Voilà ce que nous répète le chœur harmonieux des voix officielles, et ce que la France à son tour essaie de se dire pour se rassurer. La France en effet ne demande qu’à rester confiante. Comme ces âmes incertaines que tourmente le besoin de croire, et qui emploient les moyens recommandés par Pascal pour retenir leur foi fugitive, la France aime à repousser par des pratiques de dévotion machinale les doutes involontaires qui viennent quelquefois l’assaillir. Elle fait un peu comme ces personnes braves qui chantent pour se donner du courage en marchant dans l’obscurité. Moins satisfaite du présent qu’alarmée sur l’avenir, tous les changemens l’épouvantent, et elle refuse de les prévoir pour n’avoir pas à s’en inquiéter.

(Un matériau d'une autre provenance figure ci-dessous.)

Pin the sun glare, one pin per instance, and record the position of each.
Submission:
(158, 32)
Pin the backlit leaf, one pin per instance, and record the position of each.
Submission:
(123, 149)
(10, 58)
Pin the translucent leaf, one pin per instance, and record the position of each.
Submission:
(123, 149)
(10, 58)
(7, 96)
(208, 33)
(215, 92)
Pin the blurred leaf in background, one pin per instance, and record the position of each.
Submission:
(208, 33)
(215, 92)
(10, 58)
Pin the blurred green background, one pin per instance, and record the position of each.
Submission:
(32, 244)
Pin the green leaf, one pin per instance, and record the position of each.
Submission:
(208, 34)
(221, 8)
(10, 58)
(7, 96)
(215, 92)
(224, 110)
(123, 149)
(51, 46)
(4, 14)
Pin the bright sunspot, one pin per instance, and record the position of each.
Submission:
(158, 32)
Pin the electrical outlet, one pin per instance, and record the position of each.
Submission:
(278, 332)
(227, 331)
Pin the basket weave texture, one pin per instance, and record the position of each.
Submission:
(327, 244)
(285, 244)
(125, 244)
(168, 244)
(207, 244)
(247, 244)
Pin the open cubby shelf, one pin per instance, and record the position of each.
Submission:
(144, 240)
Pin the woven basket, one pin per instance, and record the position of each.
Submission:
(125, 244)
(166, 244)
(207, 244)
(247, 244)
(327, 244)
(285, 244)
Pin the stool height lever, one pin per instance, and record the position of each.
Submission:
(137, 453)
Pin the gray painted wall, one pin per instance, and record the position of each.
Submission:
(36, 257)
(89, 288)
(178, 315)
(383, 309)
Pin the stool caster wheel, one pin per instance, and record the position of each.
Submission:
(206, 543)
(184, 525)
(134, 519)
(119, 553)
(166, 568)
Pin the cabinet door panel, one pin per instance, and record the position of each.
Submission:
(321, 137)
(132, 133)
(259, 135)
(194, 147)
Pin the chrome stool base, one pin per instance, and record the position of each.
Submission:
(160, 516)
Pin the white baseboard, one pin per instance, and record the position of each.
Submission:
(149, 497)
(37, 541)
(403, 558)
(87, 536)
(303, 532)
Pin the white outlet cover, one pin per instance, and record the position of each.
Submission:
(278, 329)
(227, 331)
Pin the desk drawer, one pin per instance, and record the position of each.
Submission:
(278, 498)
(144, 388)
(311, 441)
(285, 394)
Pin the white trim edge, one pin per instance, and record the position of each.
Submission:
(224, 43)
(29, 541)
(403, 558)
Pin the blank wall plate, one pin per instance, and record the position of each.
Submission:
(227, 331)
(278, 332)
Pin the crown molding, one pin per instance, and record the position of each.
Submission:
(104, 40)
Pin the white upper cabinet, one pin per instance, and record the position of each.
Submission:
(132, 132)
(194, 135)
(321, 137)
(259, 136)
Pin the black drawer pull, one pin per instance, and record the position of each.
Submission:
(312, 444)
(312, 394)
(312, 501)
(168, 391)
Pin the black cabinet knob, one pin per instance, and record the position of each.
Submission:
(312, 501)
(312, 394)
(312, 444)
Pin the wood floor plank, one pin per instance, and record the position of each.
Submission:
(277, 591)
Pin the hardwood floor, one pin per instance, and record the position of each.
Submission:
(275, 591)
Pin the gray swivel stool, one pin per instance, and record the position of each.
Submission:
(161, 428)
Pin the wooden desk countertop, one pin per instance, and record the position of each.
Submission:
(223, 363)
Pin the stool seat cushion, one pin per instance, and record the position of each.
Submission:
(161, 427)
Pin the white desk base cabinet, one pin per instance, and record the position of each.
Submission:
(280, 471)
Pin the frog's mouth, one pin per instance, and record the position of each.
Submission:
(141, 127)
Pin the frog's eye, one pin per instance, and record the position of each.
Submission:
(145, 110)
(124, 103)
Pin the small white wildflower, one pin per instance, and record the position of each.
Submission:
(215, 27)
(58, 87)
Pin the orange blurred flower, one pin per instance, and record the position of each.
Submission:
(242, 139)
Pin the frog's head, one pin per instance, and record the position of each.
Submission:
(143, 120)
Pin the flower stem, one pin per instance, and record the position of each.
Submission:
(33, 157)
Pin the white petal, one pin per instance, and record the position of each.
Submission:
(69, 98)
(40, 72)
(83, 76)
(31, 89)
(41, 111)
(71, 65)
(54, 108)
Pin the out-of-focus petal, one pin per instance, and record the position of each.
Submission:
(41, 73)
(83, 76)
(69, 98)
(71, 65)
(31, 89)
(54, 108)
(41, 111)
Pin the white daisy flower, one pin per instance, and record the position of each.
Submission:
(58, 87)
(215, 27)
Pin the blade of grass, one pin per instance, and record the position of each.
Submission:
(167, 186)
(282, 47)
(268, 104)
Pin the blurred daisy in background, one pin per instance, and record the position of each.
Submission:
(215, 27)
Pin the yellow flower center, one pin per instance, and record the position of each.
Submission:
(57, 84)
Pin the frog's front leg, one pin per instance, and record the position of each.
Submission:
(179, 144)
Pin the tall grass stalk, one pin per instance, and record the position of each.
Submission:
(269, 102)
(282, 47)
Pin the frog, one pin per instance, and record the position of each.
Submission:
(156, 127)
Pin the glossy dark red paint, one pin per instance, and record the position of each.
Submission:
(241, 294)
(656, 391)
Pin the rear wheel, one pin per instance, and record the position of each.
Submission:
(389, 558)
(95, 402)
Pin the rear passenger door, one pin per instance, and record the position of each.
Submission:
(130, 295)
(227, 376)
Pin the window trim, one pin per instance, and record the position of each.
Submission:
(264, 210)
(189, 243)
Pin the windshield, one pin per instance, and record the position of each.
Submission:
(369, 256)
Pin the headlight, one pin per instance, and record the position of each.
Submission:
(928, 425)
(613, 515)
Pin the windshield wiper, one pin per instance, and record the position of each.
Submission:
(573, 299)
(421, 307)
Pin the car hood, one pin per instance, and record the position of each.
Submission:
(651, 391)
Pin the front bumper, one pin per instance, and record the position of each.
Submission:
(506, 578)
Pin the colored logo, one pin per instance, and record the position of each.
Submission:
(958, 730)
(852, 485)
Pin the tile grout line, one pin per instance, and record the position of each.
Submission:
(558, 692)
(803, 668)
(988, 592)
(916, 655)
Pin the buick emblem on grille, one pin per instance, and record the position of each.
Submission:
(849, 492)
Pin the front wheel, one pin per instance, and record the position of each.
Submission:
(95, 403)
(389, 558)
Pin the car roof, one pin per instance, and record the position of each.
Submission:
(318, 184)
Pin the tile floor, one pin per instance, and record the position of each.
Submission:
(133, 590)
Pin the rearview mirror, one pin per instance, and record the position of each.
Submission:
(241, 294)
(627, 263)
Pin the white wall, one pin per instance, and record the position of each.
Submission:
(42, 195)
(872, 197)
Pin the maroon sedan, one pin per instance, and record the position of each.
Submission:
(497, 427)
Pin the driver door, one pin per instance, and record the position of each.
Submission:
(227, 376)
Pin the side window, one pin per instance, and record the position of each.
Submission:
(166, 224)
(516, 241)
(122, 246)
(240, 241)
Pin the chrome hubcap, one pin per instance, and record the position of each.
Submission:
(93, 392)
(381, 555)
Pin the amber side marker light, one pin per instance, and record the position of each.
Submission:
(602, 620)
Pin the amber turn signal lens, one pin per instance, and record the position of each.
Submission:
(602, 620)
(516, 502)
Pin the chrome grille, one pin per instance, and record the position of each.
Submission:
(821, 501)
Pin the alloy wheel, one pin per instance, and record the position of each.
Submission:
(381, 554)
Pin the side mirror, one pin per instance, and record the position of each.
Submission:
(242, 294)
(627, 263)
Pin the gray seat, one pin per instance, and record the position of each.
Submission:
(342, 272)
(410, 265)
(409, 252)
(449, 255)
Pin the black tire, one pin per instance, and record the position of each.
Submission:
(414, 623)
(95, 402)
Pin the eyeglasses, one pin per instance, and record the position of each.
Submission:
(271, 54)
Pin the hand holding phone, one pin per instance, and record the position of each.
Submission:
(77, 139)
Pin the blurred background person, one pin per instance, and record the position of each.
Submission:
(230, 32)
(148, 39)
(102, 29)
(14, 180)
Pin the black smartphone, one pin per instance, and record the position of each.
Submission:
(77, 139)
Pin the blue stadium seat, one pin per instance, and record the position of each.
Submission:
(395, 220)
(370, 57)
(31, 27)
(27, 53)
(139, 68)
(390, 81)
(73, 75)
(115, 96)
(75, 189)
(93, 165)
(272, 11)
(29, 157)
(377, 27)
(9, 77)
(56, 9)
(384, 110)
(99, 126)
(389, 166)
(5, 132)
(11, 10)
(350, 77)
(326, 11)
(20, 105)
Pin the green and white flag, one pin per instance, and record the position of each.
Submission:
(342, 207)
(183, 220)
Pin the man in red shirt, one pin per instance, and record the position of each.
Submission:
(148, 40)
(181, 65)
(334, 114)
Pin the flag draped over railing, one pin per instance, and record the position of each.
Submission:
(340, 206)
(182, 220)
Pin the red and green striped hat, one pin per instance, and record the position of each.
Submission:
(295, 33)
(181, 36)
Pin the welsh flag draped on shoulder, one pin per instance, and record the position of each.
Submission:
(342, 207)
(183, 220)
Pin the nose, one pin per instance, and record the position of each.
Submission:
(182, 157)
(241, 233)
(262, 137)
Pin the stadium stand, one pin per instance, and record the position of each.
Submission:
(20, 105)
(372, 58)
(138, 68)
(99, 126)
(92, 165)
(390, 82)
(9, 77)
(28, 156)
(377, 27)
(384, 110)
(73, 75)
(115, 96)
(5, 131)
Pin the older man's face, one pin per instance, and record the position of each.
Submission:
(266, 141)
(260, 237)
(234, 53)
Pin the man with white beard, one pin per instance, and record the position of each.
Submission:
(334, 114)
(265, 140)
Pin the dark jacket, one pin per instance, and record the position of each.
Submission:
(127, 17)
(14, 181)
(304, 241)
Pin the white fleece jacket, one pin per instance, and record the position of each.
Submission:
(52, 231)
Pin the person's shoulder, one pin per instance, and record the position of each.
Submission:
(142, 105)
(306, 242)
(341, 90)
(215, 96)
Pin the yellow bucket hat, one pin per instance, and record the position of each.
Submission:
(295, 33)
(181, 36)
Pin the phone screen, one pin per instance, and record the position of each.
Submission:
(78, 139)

On ne sait pas où l’on va, et personne n’ose éclairer la voie. Il ne faut pas chercher d’autre cause à la stérilité humiliante qui afflige aujourd’hui l’esprit français. Quand une nation ne souffre pas qu’on lui parle de son avenir, quand elle aime à se laisser enfermer dans des murailles bien closes et à borner sa vue à l’étroit horizon de chaque jour, il n’est pas étonnant que la flamme de la pensée vienne à languir et à s’éteindre dans l’air étouffé de cette prison. Les rares écrivains qui protestent encore contre la torpeur universelle en subissent malgré eux la contagion. Leur éloquence est toujours aussi grande, elle emprunte même au sentiment de leur isolement et de leur faiblesse quelque chose de plus sincère, de plus noble et de plus touchant ; mais la vie s’est comme retirée de leurs œuvres en même temps que la liberté se retirait des affaires publiques. A travers leurs regrets et leurs aspirations généreuses, on entrevoit une espèce de fatalisme découragé, un stoïcisme à la fois sans défaillances et sans illusions. Ils écrivent plutôt pour éclairer les souvenirs du temps passé que pour exercer une influence sérieuse sur le présent ou sur l’avenir.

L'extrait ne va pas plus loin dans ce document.